Revised: May 4, 2014
Accepted: May 9, 2014
Published online: May 12, 2014
Processing time: 190 Days and 17.8 Hours
AIM: To study the effect of seminal plasma on Chemokine (C-C motif) ligand 20 (CCL20) production by epithelial cells and its relationship with lactoferrin.
METHODS: HEC-1A cells, a cell line derived from a monostratified endocervical epithelium, were incubated with samples of seminal plasma (diluted 1:10 in culture medium) recovered from human immunodeficiency virus (HIV) seronegative (HIV-) or HIV seropositive (HIV+) subjects.
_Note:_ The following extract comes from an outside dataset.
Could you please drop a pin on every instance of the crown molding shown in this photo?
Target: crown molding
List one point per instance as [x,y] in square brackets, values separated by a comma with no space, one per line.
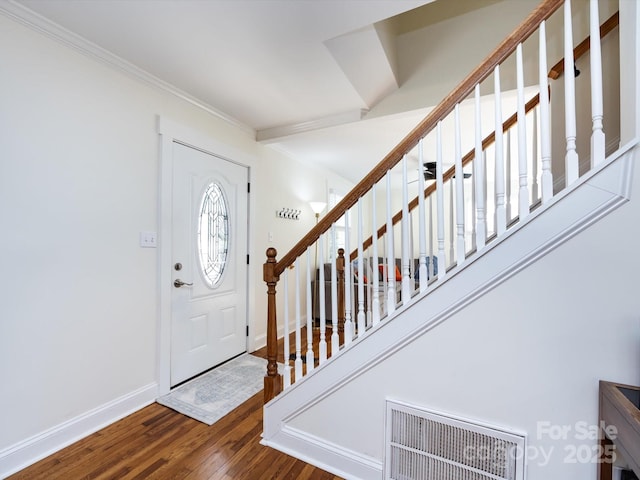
[35,21]
[271,135]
Recombinant human interleukin 1 beta (IL-1β) was used as positive control, and culture medium only as negative control. The measurement of CCL20 production in the supernatants of HEC-1A cells and of lactoferrin in seminal plasma was determined by enzyme-linked immunosorbent assay techniques. A fractionation of seminal plasma proteins was performed by ion exchange chromatography on a pool of seminal plasma specimens from HIV- subjects. Each fraction was tested for its ability to stimulate the production of CCL20 by HEC-1A cells and for its lactoferrin concentration. The HIV viral load in seminal plasma samples from HIV+ patients was measured using the HIV-Monitor kit (Roche Diagnostic Systems, Branchburg, NJ, United States).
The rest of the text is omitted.